The administration of Luwero Hospital has asked the District Executive to lift the suspension of the private wing at the facility to allow patients to access better and cheap health services.
Health financing in Uganda is largely out of pocket and the direct out-of-pocket health expenditure stands at 37%, majority of which goes to the
In the current health policy, private wings are avenues to raise additional funds to improve the quality of services, and increase the take home package for health workers in public facilities.
A number of hospitals in Uganda provide a private wing service and last year, Luwero Hospital started a private wing with the aim of improving health service delivery.
However, in May this year, Luwero district council passed a resolution suspending the operations of the private wing until further notice citing complaints of extortion from residents. The councilors argued that the medics were ignoring patients without money in preference for those who can pay in the private wing.
The council also argued it had discussed and passed a policy guiding the operations and fees of the private wing. They also raised fears that drugs from the public facility could end up on sale in the private pharmacy.
On Tuesday, Dr. Innocent Nkonwa, the Medical Superintendent of Luwero Hospital described the decision by the council as rushed and unfair in a meeting with the LC V Chairperson, Erastus Kibirango and District Speaker, Abdul Mazinga among other Executive Committee members.
He explained that prior to the establishment of the private wing the administrators of the hospital and the management committee undertook a survey to understand how the private wings at Nakaseke and Kitagata Hospitals operate.
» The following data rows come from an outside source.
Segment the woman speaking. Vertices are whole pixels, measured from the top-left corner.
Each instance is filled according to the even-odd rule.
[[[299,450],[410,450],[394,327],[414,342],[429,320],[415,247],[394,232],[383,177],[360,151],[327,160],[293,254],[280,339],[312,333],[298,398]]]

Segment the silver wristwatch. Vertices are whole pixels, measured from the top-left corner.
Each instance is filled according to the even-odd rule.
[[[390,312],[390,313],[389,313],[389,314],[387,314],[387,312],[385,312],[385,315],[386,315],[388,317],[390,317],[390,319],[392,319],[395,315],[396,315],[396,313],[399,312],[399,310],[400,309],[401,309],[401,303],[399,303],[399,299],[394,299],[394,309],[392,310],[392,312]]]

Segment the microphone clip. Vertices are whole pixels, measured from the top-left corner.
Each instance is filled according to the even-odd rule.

He explained that they drafted a clear policy for the operations and accountability of the facility.
Nkonwa revealed that he was never given chance to defend their decision to start the private wing and asked the Executive to consider lifting the suspension to enable residents to access better services.
“If there were any shortcomings, those could have been isolated cases and the benefits of establishing the private wing outweighs them. So I ask you to reconsider the resolution and lift the suspension,” Nkonwa told the district leaders.
Herbert Sekabira, a member of Luwero Hospital Management Committee said they introduced the private wing in good faith, saying it had helped patients to access better services at an affordable cost.
Sekabira explained that the facility had better medical equipment compared to private health centers and patients only needed to pay a small fee to get better services.
Sekabira said if there were irregularities, the district ought to help to address them and re-instate the private wing to help the residents. However, the LC 5 Chairman declined to lift the suspension, saying the matter has to return to the district council for fresh scrutiny.
Kibirango also asked the Medical Superintendent to provide a write up detailing how the private wing will function and ensure continuity of free services.
The issue of the private wing at Luwero hospital has generated mixed reactions from residents. Some of the residents say there is no need to rush to operate the private wing whereas others say it can exist provided it is managed well.
Joan Namuleme, a resident of Luwero town says that they are fears that health workers may pay much attention to patients in private wards compared to those in the public wards. Private wings are avenues to raise additional funds to improve the quality of services and increase the take home package for health workers in public facilities.